Kematian Frater Richie begitu mengejutkan semua orang yang mengenal dia. Ketika jenazahnya disemayamkan, semua muridnya duduk mengelilingi jasadnya dan menangis meratapi kepergiannya. Frater Richie memang memiliki cinta yang begitu besar kepada murid-muridnya. Dalam surat terakhirnya, yang ditulis empat hari sebelum kematiannya, Richie mengungkapkan isi hatinya ini kepada seorang temannya:
“Aku adalah seorang Yesuit dan aku tahu di mana hatiku berada.
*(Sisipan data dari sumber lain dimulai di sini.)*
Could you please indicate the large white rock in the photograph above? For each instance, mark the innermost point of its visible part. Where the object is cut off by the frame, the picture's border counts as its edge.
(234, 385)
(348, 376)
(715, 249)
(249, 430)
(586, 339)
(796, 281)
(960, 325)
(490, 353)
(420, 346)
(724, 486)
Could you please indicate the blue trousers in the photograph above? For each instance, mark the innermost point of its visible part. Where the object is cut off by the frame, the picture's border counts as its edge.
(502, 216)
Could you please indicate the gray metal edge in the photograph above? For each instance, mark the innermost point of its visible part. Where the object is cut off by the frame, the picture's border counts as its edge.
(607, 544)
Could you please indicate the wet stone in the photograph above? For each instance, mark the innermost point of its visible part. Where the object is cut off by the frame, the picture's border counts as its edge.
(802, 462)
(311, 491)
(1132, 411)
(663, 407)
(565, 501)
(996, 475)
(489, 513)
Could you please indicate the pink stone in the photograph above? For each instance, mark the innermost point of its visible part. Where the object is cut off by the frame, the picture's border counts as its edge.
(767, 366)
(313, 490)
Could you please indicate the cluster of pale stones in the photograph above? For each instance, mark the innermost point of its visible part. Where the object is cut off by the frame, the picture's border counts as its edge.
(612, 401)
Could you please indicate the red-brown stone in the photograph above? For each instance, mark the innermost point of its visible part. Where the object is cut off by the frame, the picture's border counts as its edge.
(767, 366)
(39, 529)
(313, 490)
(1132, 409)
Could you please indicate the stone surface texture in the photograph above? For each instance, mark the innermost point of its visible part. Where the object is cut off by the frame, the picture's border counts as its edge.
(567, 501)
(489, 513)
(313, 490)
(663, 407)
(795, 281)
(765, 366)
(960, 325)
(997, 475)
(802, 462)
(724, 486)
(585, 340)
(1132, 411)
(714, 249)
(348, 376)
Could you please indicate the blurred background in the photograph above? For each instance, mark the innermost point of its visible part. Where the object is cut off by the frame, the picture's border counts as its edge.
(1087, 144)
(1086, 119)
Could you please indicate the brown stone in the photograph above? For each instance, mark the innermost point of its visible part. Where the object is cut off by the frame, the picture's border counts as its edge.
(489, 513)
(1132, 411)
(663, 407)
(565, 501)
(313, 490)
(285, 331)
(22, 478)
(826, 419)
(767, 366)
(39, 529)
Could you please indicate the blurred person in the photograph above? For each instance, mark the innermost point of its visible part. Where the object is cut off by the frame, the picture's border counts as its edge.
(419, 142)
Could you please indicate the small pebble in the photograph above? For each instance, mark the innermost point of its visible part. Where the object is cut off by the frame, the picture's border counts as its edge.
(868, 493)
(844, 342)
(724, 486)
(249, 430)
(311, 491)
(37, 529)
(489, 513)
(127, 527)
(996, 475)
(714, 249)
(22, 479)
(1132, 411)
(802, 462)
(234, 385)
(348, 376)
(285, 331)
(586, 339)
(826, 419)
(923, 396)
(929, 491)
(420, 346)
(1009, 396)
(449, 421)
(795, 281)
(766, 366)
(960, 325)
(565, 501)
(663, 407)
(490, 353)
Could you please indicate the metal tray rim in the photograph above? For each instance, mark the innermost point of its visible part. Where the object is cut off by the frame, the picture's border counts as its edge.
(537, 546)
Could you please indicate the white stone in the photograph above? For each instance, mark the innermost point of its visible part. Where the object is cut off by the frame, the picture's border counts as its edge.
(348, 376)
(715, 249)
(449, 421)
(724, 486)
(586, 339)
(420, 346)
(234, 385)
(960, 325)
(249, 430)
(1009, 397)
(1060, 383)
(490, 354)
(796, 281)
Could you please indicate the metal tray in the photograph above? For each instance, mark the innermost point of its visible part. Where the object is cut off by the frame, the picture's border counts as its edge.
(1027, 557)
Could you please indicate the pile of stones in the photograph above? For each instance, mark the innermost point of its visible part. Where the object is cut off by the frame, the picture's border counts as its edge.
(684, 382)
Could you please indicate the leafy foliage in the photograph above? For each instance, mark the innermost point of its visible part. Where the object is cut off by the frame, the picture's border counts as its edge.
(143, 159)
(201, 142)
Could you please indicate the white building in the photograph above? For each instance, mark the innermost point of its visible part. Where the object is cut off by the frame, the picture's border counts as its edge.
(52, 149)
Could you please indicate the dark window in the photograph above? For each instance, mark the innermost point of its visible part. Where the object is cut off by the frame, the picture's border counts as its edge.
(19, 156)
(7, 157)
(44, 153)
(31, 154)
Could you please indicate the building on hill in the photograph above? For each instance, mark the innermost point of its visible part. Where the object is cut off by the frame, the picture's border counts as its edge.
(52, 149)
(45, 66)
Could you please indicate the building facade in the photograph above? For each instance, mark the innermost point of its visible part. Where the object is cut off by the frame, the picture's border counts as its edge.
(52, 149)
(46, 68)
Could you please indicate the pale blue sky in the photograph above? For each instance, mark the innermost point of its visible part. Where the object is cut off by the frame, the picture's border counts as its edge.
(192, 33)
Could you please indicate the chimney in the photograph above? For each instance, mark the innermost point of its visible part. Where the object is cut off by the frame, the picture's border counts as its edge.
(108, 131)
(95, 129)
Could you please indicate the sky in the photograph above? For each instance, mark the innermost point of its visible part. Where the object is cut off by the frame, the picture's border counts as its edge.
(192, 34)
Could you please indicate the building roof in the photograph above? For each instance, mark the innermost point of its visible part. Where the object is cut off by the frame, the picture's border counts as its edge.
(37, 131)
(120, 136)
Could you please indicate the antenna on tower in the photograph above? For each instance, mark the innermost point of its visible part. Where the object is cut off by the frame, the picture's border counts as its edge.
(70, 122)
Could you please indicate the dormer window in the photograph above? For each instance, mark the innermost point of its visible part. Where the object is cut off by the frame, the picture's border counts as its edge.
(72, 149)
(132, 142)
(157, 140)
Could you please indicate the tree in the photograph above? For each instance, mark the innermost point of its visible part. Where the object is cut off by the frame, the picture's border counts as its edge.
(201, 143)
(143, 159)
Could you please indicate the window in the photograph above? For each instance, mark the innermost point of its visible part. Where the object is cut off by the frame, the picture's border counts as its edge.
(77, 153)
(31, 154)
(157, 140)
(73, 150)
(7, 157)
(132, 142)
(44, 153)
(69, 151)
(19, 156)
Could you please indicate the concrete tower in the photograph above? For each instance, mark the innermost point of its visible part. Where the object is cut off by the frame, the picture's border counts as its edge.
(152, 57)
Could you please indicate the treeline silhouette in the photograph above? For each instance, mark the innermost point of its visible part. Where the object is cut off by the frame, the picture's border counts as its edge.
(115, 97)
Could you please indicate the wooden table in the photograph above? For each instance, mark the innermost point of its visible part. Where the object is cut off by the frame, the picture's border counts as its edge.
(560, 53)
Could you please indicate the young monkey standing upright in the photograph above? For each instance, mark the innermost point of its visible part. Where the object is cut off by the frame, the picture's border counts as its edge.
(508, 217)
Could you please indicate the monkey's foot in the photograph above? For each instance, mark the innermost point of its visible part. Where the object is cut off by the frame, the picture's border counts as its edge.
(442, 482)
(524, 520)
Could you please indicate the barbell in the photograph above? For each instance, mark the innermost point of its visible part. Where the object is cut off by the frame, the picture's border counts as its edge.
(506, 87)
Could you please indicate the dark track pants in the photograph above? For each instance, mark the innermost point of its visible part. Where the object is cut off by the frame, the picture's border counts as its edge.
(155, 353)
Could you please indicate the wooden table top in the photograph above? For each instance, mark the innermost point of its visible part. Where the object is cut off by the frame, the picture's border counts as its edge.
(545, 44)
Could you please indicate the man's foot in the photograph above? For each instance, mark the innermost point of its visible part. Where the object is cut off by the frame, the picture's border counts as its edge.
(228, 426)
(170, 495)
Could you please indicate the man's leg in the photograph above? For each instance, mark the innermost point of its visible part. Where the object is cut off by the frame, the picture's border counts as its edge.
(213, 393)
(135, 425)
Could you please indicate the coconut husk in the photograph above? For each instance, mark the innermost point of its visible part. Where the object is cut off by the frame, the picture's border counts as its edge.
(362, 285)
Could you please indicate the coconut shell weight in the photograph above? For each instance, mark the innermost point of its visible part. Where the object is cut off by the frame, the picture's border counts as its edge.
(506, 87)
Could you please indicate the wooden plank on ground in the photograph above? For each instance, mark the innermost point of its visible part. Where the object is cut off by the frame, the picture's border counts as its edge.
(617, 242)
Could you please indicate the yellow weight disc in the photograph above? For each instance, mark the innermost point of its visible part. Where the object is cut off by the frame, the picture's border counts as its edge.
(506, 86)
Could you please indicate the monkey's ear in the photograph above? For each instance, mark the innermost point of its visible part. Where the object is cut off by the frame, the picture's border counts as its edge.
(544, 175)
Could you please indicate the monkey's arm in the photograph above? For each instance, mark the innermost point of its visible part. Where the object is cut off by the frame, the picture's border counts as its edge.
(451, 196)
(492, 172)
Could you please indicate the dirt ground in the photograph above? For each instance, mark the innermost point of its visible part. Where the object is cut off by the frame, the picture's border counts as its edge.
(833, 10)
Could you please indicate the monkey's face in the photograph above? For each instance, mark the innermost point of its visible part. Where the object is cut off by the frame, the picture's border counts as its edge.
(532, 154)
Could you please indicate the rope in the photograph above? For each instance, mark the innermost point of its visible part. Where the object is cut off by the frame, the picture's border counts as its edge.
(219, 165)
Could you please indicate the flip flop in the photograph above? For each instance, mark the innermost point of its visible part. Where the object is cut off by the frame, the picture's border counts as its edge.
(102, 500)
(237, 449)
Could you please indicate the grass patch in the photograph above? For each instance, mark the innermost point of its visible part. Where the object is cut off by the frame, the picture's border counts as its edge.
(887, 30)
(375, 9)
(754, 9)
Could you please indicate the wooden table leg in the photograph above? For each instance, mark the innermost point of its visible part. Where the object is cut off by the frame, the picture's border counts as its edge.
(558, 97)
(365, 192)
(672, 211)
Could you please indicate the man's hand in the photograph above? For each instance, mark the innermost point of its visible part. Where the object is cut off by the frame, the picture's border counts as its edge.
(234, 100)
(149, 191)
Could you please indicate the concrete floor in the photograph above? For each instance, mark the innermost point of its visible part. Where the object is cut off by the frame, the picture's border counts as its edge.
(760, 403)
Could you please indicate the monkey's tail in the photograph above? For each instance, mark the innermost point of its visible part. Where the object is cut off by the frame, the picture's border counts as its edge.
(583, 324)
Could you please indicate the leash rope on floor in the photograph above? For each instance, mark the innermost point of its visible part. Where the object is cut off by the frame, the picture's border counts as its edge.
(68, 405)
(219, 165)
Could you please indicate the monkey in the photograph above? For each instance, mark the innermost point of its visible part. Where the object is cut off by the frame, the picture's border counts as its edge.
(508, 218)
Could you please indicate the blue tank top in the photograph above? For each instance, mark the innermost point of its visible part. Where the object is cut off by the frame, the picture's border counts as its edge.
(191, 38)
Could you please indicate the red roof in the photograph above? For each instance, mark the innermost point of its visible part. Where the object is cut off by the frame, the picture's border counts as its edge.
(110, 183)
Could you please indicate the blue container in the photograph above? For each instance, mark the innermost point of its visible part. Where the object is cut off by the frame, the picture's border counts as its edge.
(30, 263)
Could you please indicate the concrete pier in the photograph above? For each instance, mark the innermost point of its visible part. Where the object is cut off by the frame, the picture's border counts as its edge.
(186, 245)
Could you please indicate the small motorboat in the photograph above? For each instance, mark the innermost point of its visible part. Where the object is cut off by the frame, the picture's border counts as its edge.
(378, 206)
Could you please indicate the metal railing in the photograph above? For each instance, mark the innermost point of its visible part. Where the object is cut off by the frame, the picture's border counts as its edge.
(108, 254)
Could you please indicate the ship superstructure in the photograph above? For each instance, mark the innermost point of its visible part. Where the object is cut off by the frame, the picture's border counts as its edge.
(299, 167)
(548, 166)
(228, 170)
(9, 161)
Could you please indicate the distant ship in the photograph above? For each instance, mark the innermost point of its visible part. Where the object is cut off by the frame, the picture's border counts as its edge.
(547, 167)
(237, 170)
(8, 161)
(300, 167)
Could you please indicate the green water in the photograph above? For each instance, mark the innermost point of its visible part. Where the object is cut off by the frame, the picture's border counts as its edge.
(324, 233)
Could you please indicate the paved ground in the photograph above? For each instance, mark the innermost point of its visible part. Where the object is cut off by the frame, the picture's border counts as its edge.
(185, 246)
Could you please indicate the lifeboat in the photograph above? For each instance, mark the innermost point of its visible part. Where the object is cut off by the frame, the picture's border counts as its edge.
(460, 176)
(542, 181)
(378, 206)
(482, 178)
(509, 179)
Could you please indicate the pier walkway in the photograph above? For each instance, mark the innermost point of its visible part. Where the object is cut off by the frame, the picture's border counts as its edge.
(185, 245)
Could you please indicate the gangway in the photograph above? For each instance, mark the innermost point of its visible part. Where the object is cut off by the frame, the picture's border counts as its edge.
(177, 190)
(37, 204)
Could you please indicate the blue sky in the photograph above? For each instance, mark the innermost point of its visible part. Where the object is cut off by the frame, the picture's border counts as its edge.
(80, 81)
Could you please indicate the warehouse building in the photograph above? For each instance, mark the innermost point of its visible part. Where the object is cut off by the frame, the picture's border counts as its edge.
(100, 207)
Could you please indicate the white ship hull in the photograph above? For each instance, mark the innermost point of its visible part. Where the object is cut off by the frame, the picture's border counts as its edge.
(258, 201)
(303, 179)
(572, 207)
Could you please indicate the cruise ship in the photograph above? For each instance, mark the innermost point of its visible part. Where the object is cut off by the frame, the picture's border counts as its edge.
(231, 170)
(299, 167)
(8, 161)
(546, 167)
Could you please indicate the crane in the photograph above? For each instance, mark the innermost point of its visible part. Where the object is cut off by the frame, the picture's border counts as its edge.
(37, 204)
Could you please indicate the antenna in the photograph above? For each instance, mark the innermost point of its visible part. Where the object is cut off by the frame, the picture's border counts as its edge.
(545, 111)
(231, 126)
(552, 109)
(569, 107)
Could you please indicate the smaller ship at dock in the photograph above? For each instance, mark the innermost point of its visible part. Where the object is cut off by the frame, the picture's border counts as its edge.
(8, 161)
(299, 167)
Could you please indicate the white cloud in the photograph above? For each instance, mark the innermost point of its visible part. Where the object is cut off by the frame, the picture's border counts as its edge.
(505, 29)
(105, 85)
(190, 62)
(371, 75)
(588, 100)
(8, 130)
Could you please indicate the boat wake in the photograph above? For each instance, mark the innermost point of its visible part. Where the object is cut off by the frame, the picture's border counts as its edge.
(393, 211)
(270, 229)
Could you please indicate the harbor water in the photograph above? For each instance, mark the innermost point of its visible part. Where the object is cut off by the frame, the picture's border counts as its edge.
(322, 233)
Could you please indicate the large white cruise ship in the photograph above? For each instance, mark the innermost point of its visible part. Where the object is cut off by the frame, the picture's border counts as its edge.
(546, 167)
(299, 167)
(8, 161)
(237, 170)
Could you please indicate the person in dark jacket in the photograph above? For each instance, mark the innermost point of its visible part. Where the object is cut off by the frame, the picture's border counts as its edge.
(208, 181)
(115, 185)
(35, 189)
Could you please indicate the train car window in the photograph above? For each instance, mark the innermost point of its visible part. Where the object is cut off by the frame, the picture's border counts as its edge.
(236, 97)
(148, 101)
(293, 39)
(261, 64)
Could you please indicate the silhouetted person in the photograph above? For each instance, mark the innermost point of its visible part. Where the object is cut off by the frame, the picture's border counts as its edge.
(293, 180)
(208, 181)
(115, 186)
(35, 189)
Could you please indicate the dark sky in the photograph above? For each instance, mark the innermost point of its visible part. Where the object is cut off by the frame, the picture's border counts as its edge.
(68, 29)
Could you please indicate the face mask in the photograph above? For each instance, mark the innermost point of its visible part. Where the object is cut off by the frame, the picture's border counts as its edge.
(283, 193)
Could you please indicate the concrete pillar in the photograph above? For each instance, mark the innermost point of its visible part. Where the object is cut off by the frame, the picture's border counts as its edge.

Hatiku berada bersama Yesus Kristus, yang memberikan semuanya kepada orang-orang yang miskin, sakit, yatim piatu. Aku merasa aku mulai lebih bisa memahami ketika aku berkata, ‘Aku ingin menjadi seperti Kristus. Aku akan mengikuti Yesus. Aku adalah seorang sahabat Yesus. Aku adalah seorang Yesuit dan aku tahu di mana hatiku berada.”
“Aku percaya Tuhan tidak pernah meninggalkan umat-Nya, yakni saudara-saudari kita yang difabel. Dan aku lega bahwa Tuhan sudi memakaiku untuk memastikan bahwa mereka ini yakin akan kasih Tuhan ini. Aku yakin bahwa ini adalah panggilan dan perutusanku.”
Frater Richie begitu meyakini bahwa ia dipanggil oleh Tuhan untuk mencintai dan melayani murid-muridnya. Ketika murid-muridnya itu berada dalam bahaya kematian, ia membuktikan cintanya kepada mereka dengan memberikan nyawanya bagi sahabat-sahabatnya itu.
Menurut seorang temannya, pengorbanan Frater Richie ini sudah menjadi bagian dari jatidirinya sebagai seorang pelayan. Sejak bergabung dengan Serikat Yesus, Frater Richie dikenal sebagai orang yang begitu murah hati dan ringan tangan. Sebagai seorang Yesuit, ia sungguh menghayati ajakan St. Ignasius Loyola untuk mencintai dan melayani dalam segala hal (en todo amar y servir). Kesungguhan niatnya ini terungkap dalam sebuah doa, yang ditulisnya ketika menjalani retret pada awal tahun 1996.
Aku berharap,
ketika aku mati,
orang-orang mengingatku
bukan karena aku ini hebat,
penuh kuasa atau talenta.Tetapi,
karena aku menjadi seorang pelayan
dan berbicara tentang kebenaran;
karena aku memberi kesaksian tentang kebenaran,
karena aku tulus
dalam semua pekerjaan
dan tindakanku.
Dengan kata lain,
karena aku mencintai dan mengikuti Kristus.
Frater Richie mencintai dan mengikuti Kristus sampai kepada kesudahannya. Sekarang, meskipun ia sudah tidak lagi hidup di dunia ini, semangat dan pengorbanannya terus menjadi inspirasi, yang menyalakan api dalam diri orang-orang yang mendengar kisah kemartirannya. Bagi mereka, Frater Richie tetap hidup dalam hati mereka.
Frater Richie tentunya juga tetap hidup dalam diri Sarom. Ketika dikunjungi di penjara, Sarom mengungkapkan penyesalannya: “Aku tidak berniat membunuhnya. Frater Richie adalah temanku. Ia makan nasi bersamaku.” Dengan bantuan orang-orang yang mengunjunginya, Sarom kemudian menulis surat untuk meminta maaf kepada teman-teman sekelasnya, dan terlebih, kepada orang tua Frater Richie.
Permohonan maaf ini diterima oleh orang tua Frater Richie. Mereka bisa memahami latar belakang Sarom, dan mereka tidak hanya memberikan pengampunan kepadanya. Setahun sesudah kematian Frater Richie, mereka menulis surat kepada Raja Kamboja, Norodom Sihanouk, meminta agar Sarom dibebaskan dari penjara. Orang tua Frater Richie sadar bahwa Sarom pun adalah korban dari perang sipil, yang telah menghancurkan hidupnya, dan ia berhak mendapat kesempatan untuk memulai kembali hidupnya. Kita tentu boleh yakin bahwa kasih yang begitu besar dari Frater Richie dan orang tuanya ini akan terus hidup dalam diri Sarom.